POSTPONED: 51st JAR Distinguished Lecture: Dr. Bruce Mannheim presents Mother Tongue, Father Tongue, Place Tongue: 21st Century Language Transmission and Language Survival in the Andes and Amazon.

-Event-

Start Date: Sep 23, 2021 - 07:30pm

Location: Anthropology 163

The 51st JAR Lecture has been POSTPONED until further notice due to COVID-19 safety concerns

The Journal of Anthropological Research and the Latin American and Iberian Institute will host the 51st JAR Distinguished LectureDr. Bruce Mannheim, Professor of Anthropology at the University of Michigan, will present his talk, Mother Tongue, Father Tongue, Place Tongue: 21st Century Language Transmission and Language Survival in the Andes and Amazon.  There will be a specialized seminar the following day at noon in Anthropology 248 entitled Anthropology as a Consilient Science: Quechua and Ancestral Inka Cases.

Lecture Abstract

While specialists in linguistic anthropology and in cognitive development have long since discarded the idea that language is merely or simply inherited from parent to child, drawing evidence from virtually all parts of the world, the imagery and ideology of parent-child transmission as the foremost or dominant mechanism persists among educators, international aid workers, agencies such as UNESCO, and even geneticists.
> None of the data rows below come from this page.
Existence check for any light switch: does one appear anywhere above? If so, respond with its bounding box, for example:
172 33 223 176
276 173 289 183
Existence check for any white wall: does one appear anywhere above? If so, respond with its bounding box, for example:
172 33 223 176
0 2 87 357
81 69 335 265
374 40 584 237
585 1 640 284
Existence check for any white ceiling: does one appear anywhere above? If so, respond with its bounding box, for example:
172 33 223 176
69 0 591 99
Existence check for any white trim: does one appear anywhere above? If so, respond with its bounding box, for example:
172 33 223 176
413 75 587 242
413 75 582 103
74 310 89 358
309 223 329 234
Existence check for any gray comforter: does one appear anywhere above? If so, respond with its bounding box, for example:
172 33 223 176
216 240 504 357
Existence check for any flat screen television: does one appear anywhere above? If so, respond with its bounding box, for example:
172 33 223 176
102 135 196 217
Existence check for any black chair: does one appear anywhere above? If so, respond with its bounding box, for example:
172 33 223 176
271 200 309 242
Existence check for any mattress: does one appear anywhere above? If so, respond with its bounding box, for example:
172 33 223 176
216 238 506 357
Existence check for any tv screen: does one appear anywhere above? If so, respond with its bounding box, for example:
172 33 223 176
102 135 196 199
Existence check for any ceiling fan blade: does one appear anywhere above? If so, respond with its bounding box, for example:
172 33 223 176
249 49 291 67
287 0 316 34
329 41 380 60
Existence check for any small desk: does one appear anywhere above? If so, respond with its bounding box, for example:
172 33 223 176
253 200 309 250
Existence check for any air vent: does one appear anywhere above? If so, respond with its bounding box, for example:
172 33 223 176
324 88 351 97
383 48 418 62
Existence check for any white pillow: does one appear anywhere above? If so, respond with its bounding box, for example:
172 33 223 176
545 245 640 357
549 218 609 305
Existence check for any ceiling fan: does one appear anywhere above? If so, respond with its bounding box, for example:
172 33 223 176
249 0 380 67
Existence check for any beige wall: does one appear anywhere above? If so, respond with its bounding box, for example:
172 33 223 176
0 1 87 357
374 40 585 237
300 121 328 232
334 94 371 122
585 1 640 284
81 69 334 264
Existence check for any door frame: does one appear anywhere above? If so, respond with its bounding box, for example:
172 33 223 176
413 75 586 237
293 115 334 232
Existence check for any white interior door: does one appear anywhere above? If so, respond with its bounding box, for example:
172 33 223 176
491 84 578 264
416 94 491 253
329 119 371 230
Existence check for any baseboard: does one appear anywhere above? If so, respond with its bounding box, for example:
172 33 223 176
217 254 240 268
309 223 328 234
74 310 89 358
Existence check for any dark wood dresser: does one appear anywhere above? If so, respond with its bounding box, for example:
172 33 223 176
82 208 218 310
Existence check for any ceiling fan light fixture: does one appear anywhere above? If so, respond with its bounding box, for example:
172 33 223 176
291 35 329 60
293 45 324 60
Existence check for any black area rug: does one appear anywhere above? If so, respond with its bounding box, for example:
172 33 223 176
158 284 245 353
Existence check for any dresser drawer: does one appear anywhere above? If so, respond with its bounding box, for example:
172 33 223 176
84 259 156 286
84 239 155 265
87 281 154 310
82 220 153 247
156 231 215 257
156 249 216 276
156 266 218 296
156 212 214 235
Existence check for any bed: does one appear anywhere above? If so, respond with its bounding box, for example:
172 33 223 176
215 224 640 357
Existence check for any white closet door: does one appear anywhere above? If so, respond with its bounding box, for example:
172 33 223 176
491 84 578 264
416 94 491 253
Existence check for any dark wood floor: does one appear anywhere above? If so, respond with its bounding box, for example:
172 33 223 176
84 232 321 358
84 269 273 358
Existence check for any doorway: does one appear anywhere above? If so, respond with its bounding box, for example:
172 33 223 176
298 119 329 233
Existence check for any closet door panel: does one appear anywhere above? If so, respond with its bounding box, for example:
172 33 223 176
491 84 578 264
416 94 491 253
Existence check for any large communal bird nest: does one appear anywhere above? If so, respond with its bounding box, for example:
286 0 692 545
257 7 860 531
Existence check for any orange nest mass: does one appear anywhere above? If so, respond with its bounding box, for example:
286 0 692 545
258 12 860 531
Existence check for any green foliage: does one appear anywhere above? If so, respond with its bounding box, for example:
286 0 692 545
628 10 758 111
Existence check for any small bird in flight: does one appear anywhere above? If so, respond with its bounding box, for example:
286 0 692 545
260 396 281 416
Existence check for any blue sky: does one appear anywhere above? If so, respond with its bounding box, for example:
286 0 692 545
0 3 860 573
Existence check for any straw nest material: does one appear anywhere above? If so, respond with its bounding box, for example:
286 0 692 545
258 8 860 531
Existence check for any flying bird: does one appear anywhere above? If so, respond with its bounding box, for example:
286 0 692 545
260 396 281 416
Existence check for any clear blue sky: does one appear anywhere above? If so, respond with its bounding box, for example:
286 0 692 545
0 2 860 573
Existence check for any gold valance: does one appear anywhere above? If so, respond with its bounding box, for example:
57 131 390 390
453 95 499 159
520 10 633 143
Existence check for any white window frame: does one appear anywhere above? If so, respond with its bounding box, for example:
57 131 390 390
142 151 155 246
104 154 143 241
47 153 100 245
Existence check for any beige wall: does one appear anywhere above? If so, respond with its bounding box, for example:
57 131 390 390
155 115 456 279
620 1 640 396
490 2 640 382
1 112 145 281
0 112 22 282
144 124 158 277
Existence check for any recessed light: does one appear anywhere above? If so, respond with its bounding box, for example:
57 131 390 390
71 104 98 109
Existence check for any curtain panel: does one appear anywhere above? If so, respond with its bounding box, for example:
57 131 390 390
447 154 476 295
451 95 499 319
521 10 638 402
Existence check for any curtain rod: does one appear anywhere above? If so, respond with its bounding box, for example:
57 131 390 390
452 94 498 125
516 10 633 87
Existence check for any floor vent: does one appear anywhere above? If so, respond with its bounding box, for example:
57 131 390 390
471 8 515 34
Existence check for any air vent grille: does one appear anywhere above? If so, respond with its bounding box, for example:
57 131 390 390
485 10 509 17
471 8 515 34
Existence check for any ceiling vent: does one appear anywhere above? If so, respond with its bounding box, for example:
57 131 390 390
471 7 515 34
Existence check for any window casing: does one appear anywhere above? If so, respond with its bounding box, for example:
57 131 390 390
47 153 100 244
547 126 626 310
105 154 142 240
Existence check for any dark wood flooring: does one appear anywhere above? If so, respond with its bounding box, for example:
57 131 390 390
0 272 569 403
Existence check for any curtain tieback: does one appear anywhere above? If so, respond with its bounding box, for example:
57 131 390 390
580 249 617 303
The favored expression among educators and international aid workers, “mother tongue”, has been challenged by researchers in the Andes and the western Amazon of South America, who have observed that in marriages among speakers of two indigenous languages, the children adopt the language of their fathers, so “father tongue.”  Similar phenomena have been observed elsewhere in the world.  In the central Andes, though people speak to each other and to the places in which they live and work, under the right circumstances, the places speak back. So, to understand language transmission and persistence, we need to understand the ways in which people are connected to their communities and to the places through the languages of the place. There are some practical consequences.  The languages in question are threatened with extinction; the response of educators and international agencies has concentrated on maintaining the languages through western institutions and among individuals, in the best of circumstances engaging communities in ensuring the survival of their languages.  But the lesson of our transmission story for their communities in South America—and for their counterparts in the US Southwest— is that language survival is so intimately bound up with everyday cultural practices that it is bound to the survival of everyday social practices and thus to cultural and social sovereignty.

Seminar Abstract

North American anthropology, since the beginning of the 20th century and as we currently practice it, is a compound discipline, defined by a partially overlapping set of problems that have reconfigured the relationships among its subfields continuously.  Research that crossed subfields most often followed a model of “inter-disciplinarity” in which researchers worked on separately conceived problems and compared results.  I advocate a different approach, consilience, in which a singularly conceived research question brings together evidence that nominally comes from different disciplines (or sub-disciplines) to study a single social phenomenon.  The disciplines themselves exist primarily to organize research methodologies and scholarly communities, but do not define distinct objects of study. I’ll discuss two examples: (1) understanding human face-to-face social interaction in general and (2) understanding the process of world-making among southern Quechuas, including their Inka ancestors.  Both examples are centered in anthropology, but spill over into other named disciplines, including (but not limited to) linguistics, cognitive science, and colonial Latin American history.  I conclude with (admittedly utopian) implications for the future of the discipline.